Huerta was in attendance as part of a planned protest on behalf of Service Employees International Union (SEIU) 2015, which represents in-home support service (IHSS) employees.
She was arrested more than a half-hour after the Supervisors concluded their meeting Tuesday morning.
In total, Sheriff’s deputies made eight arrests. Six people, including Huerta, were cited for failing to disperse. Two were arrested for obstructing a doorway of a public business establishment and resisting arrest. They were booked into Fresno County Jail.

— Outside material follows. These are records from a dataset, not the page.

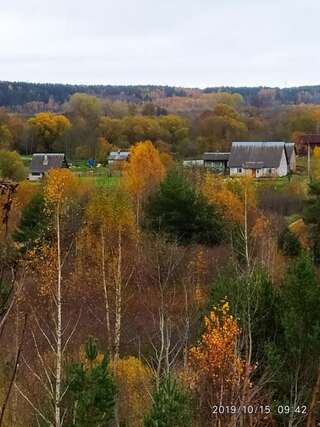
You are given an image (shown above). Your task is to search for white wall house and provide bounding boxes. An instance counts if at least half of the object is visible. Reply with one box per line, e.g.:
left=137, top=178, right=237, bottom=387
left=229, top=142, right=294, bottom=178
left=28, top=153, right=69, bottom=181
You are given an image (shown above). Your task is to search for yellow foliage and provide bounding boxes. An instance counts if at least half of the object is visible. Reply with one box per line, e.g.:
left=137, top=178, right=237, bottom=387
left=313, top=147, right=320, bottom=159
left=86, top=187, right=135, bottom=231
left=123, top=141, right=165, bottom=198
left=203, top=173, right=256, bottom=224
left=110, top=356, right=153, bottom=427
left=160, top=152, right=174, bottom=169
left=44, top=169, right=79, bottom=207
left=187, top=301, right=245, bottom=404
left=289, top=218, right=310, bottom=248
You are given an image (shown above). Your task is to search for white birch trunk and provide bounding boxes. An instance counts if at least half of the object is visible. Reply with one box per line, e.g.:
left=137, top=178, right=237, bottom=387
left=54, top=206, right=62, bottom=427
left=114, top=227, right=122, bottom=359
left=101, top=227, right=111, bottom=351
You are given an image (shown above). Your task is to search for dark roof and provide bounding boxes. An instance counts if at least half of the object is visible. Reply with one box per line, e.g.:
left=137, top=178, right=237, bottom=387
left=285, top=142, right=296, bottom=160
left=108, top=151, right=130, bottom=161
left=202, top=153, right=230, bottom=162
left=298, top=134, right=320, bottom=145
left=30, top=153, right=68, bottom=173
left=229, top=142, right=285, bottom=169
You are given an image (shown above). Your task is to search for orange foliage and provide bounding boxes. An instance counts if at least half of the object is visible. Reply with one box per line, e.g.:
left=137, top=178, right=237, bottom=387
left=44, top=169, right=79, bottom=206
left=185, top=302, right=246, bottom=413
left=110, top=356, right=153, bottom=427
left=203, top=173, right=256, bottom=224
left=123, top=141, right=165, bottom=198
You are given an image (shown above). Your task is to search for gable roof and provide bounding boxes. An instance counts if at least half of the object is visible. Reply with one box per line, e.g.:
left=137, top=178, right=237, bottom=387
left=202, top=153, right=230, bottom=162
left=30, top=153, right=68, bottom=173
left=285, top=142, right=296, bottom=160
left=229, top=141, right=286, bottom=169
left=108, top=150, right=130, bottom=161
left=298, top=134, right=320, bottom=145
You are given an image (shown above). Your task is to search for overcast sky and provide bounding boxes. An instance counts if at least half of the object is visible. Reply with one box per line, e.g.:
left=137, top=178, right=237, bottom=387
left=0, top=0, right=320, bottom=87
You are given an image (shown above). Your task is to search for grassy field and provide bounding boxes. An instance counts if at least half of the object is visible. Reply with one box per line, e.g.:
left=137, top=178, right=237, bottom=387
left=80, top=175, right=121, bottom=187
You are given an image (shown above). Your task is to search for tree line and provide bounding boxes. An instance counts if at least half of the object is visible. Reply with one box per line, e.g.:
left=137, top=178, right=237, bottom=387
left=0, top=141, right=320, bottom=427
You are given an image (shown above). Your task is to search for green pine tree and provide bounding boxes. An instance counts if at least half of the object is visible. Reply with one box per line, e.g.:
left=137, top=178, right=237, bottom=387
left=67, top=337, right=116, bottom=427
left=146, top=171, right=224, bottom=245
left=144, top=376, right=192, bottom=427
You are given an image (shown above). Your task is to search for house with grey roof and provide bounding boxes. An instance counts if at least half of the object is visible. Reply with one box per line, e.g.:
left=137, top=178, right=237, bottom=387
left=107, top=150, right=130, bottom=165
left=28, top=153, right=69, bottom=181
left=229, top=142, right=294, bottom=178
left=285, top=142, right=297, bottom=172
left=203, top=152, right=230, bottom=172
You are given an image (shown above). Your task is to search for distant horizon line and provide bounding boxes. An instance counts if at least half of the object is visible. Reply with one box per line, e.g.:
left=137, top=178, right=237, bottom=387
left=0, top=80, right=320, bottom=91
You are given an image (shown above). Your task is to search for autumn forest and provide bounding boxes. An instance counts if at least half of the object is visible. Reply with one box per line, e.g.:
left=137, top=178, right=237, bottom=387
left=0, top=82, right=320, bottom=427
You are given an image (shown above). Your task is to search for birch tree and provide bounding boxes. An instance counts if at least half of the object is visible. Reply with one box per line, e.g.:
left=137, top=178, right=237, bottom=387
left=87, top=187, right=135, bottom=358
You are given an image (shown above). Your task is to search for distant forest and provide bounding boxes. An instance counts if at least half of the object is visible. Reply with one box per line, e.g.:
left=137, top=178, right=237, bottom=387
left=0, top=82, right=320, bottom=112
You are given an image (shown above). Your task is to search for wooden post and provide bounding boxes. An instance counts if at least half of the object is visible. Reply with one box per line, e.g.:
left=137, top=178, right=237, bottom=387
left=308, top=144, right=311, bottom=179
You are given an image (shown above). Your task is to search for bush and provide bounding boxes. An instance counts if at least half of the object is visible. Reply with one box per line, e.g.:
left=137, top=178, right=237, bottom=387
left=144, top=377, right=192, bottom=427
left=0, top=150, right=26, bottom=181
left=146, top=171, right=224, bottom=245
left=278, top=227, right=301, bottom=256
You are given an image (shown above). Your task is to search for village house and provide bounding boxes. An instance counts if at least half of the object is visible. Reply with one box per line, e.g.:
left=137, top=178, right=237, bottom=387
left=203, top=152, right=230, bottom=172
left=28, top=153, right=69, bottom=181
left=229, top=142, right=295, bottom=178
left=285, top=142, right=297, bottom=172
left=107, top=150, right=130, bottom=165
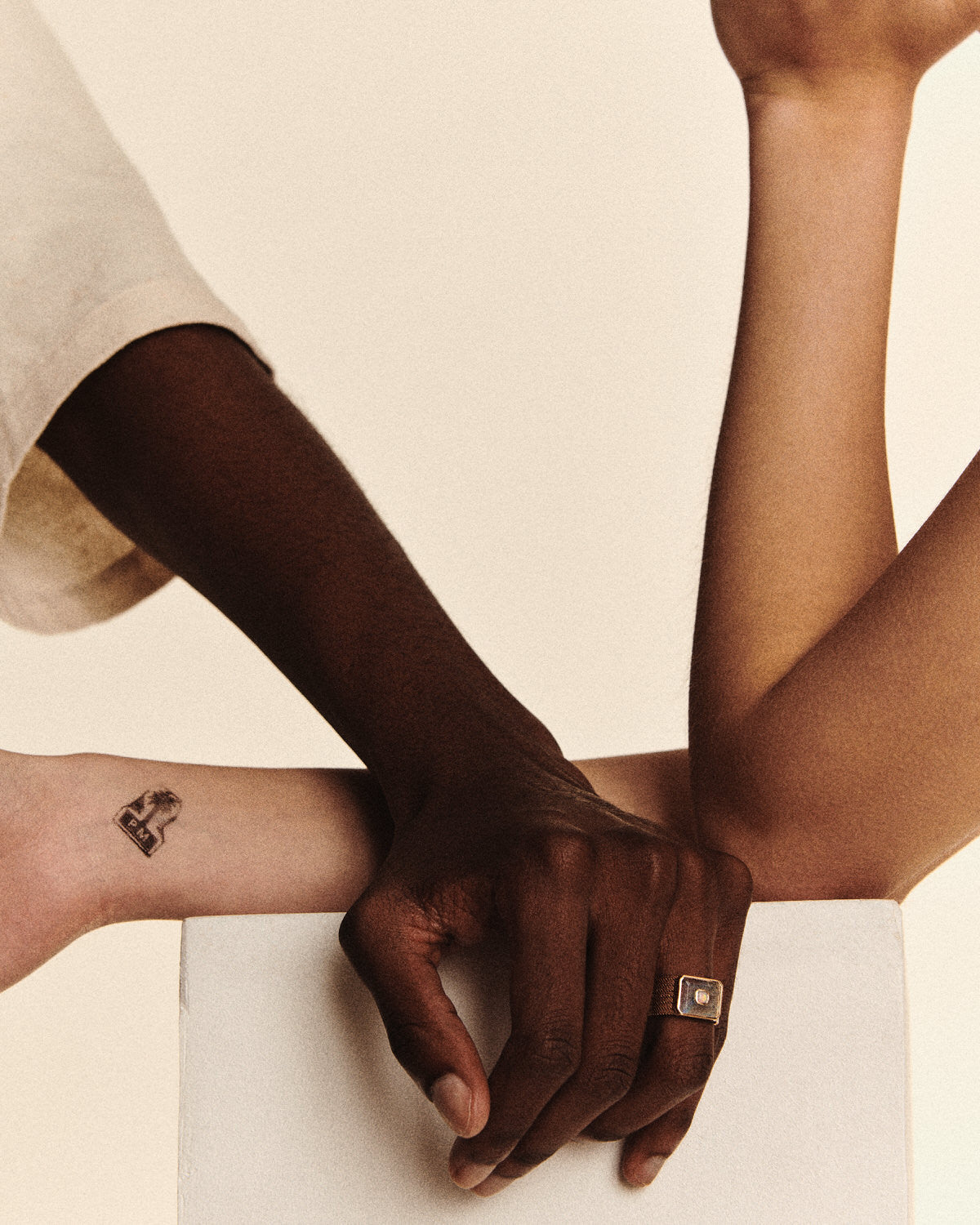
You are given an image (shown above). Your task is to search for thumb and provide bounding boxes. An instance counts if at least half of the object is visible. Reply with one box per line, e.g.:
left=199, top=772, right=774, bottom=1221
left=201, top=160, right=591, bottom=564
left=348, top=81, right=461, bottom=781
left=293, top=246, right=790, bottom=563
left=341, top=892, right=490, bottom=1137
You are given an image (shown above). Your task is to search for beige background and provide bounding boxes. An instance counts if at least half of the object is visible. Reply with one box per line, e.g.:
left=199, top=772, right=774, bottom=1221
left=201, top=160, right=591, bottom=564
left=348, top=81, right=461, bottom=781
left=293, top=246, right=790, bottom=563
left=0, top=0, right=980, bottom=1225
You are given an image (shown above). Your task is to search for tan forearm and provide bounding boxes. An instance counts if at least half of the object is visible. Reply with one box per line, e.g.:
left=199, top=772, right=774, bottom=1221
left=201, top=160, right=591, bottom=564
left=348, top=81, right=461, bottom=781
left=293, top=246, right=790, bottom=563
left=693, top=90, right=911, bottom=746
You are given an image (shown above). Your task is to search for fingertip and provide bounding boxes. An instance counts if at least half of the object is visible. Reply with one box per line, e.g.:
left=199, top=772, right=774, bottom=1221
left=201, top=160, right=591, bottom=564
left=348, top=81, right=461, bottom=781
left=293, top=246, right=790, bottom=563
left=622, top=1153, right=666, bottom=1187
left=430, top=1072, right=479, bottom=1137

More than 500 purple shirt-clad protesters from across California arrived in downtown Fresno’s courthouse park Tuesday morning to protest the current impasse between the union and the County of Fresno over its salaries with home support workers.
Caregivers have been pushing for an increase in pay, as they are paid the minimum wage through the IHSS program.
“It’s a state program,” Fresno County Supervisor Buddy Mendes said of the in-home services program. “We’re just administering it.”
IHSS workers’ minimum salaries are tied to the minimum wage, currently $12 in California.
SEIU and its supporters wanted Fresno County – the largest IHSS county in the San Joaquin Valley – to supplement the program with additional funds for wage increases.
However, Fresno County has never contributed additional funds to the program and is keeping wages at the minimum wage.
In 2018, only 23 of California’s 58 counties had IHSS wages above the old minimum wage. Five of those 23 counties were in inland California.
Prior to the minimum wage increase in 2019, Mariposa County was the sole Valley county that had IHSS wages above California’s then-minimum wage of $11.